Non-mitochondrial calcium ion regulation in rat ventricular myocytes

Abstract

Ca²⁺ exchange has been measured in a suspension of rat ventricular myocytes treated with digitonin or saponin to render the sarcolemma permeable to small molecules and ions. Two fractions of exchange were identified, one that was attributed to the mitochondrial component of the cell and the other to a non-mitochondrial fraction. Mitochondrial Ca²⁺ uptake was blocked by sodium azide and depended on respiratory substrates whereas non-mitochondrial uptake occurred independently of these molecules but was dependent on ATP and creatine phosphate. Non-mitochondrial Ca²⁺ uptake could be induced at a Ca²⁺ concentration below 1 um and the initial rate increased with concentration up to 100 um Uptake could be reversed by sulmazole (a caffeine-like substance) and this reversal in turn inhibited by ryanodine. These properties suggest that the major locus for non-mitochondrial Ca²⁺ exchange is at the sarcoplasmic reticulum.

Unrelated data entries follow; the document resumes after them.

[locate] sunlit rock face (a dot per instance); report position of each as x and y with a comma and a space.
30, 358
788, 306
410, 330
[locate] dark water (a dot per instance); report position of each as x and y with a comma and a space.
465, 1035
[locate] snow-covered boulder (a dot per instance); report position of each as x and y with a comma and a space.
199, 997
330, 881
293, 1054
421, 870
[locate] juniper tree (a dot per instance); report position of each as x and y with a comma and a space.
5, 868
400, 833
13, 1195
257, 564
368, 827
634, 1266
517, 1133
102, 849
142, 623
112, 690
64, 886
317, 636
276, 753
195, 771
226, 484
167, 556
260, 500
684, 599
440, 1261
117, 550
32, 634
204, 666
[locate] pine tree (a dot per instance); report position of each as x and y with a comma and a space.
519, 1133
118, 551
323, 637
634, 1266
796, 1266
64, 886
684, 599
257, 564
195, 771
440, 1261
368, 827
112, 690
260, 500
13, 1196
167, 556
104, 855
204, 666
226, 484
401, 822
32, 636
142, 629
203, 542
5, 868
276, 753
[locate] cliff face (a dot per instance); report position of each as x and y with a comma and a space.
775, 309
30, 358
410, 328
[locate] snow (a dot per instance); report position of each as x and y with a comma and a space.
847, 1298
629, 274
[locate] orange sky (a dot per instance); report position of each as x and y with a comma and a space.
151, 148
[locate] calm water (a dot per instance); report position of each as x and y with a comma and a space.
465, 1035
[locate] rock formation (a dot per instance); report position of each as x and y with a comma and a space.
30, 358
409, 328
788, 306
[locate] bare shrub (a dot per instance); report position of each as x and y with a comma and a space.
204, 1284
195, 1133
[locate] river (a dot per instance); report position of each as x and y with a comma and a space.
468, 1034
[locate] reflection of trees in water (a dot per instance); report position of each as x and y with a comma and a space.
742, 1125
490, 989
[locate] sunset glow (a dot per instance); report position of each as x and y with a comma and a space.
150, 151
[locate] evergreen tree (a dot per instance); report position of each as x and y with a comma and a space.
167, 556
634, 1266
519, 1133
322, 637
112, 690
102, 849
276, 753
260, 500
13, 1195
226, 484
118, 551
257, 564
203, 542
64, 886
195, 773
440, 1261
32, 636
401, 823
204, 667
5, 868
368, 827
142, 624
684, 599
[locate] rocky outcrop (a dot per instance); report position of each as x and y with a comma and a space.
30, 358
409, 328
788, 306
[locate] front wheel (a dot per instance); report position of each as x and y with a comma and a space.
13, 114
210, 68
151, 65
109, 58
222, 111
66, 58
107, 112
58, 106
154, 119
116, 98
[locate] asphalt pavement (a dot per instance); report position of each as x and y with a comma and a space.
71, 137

Ca²⁺ exchange could be modulated by a number of agents, including carnosine, but was unaffected by others, including Na⁺, inositol trisphosphate and cyclic AMP. A kinetic model of the data is presented, which incorporates similar data of Ca²⁺ uptake into the mitochondrial fraction. The rates of Ca²⁺ exchange measured in these experiments suggest that these two components of the cell can reduce the sarcoplasmic Ca²⁺ concentration rapidly enough to account for the observed transient nature of the isometric twitch. Furthermore, it is suggested that both non-mitochondrial and mitochondrial fractions of the cell could significantly contribute to tension relaxation in rat cardiac muscle.